The reason for the defeat was quite simple. The thief had run his cattle through the lava beds where the trail at once became difficult to follow. This delayed the pursuing party; they ran out of water, and, as there was among them not one man well enough acquainted with the country to know where to find more, they had to return.

"No use, Buck," said Jed. "We'd any of us come in on a gun play, but we can't buck the desert. We'll have to get someone who knows the country."

"That's all right—but where?" queried Johnson.

"There's Pereza," suggested Parker. "It's the only town down near that country."

"Might get someone there," agreed the Senor.

Next day he rode away in search of a guide. The third evening he was back again, much discouraged.

"The country's no good," he explained. "The regular inhabitants 're a set of Mexican bums and old soaks. The cowmen's all from north and don't know nothing more than we do. I found lots who claimed to know that country, but when I told 'em what I wanted they shied like a colt. I couldn't hire 'em, for no money, to go down in that country. They ain't got the nerve. I took two days to her, too, and rode out to a ranch where they said a man lived who knew all about it down there. Nary riffle. Man looked all right, but his tail went down like the rest when I told him what we wanted. Seemed plumb scairt to death. Says he lives too close to the gang. Says they'd wipe him out sure if he done it. Seemed plumb SCAIRT." Buck Johnson grinned. "I told him so and he got hosstyle right off. Didn't seem no ways scairt of me. I don't know what's the matter with that outfit down there. They're plumb terrorised."

That night a bunch of steers was stolen from the very corrals of the home ranch. The home ranch was far north, near Fort Sherman itself, and so had always been considered immune from attack. Consequently these steers were very fine ones.

For the first time Buck Johnson lost his head and his dignity. He ordered the horses.

"I'm going to follow that — — into Sonora," he shouted to Jed Parker. "This thing's got to stop!"

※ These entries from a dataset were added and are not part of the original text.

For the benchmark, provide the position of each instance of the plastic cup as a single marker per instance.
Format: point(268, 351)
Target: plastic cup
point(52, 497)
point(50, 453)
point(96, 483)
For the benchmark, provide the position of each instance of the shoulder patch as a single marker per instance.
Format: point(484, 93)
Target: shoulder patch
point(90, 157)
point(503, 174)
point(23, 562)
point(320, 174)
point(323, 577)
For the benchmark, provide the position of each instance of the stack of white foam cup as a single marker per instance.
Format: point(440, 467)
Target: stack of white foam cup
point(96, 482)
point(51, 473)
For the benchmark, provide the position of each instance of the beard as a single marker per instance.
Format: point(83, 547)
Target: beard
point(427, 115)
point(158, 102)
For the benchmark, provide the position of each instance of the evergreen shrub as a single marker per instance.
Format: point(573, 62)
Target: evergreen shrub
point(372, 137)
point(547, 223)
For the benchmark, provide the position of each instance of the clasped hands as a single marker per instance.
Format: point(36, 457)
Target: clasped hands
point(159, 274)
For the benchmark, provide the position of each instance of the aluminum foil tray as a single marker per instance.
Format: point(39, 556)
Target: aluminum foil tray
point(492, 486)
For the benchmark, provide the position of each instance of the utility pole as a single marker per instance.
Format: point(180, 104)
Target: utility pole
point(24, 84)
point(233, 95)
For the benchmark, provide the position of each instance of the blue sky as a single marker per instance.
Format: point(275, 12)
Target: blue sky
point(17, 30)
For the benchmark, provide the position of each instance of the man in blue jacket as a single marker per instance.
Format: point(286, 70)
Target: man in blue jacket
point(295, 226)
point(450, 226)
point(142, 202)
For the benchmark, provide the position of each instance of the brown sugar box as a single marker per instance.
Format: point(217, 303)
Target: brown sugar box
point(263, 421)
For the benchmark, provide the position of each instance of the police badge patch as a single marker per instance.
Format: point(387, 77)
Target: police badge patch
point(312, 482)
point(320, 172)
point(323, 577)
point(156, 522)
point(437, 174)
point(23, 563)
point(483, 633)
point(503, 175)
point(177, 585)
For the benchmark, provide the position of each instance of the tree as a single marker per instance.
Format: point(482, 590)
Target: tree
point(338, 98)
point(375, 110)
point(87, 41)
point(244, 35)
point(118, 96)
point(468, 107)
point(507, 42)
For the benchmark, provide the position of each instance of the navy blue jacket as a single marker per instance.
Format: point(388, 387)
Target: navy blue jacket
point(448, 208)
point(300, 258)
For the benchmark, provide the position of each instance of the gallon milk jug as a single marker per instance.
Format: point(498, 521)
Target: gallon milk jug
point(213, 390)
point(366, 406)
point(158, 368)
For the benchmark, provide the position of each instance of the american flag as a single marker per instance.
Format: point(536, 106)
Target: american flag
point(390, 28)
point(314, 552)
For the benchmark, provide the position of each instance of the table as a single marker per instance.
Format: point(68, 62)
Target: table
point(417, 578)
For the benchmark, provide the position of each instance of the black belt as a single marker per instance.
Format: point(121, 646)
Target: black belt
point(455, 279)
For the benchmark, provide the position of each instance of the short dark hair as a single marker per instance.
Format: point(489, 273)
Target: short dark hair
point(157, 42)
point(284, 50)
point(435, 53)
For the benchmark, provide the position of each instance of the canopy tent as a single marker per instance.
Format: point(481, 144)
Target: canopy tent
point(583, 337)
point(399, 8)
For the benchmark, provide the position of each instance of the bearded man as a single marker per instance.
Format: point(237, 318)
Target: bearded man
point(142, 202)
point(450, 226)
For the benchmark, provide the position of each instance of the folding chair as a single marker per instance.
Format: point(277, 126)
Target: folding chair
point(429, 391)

"You can't make her, Buck," objected the foreman. "You'll get held up by the desert, and, if that don't finish you, they'll tangle you up in all those little mountains down there, and ambush you, and massacre you. You know it damn well."

"I don't give a —" exploded Senor Johnson, "if they do. No man can slap my face and not get a run for it."

Jed Parker communed with himself.

"Senor," said he, at last, "it's no good; you can't do it. You got to have a guide. You wait three days and I'll get you one."

"You can't do it," insisted the Senor. "I tried every man in the district."

"Will you wait three days?" repeated the foreman.

Johnson pulled loose his latigo. His first anger had cooled.

"All right," he agreed, "and you can say for me that I'll pay five thousand dollars in gold and give all the men and horses he needs to the man who has the nerve to get back that bunch of cattle, and bring in the man who rustled them. I'll sure make this a test case."

So Jed Parker set out to discover his man with nerve.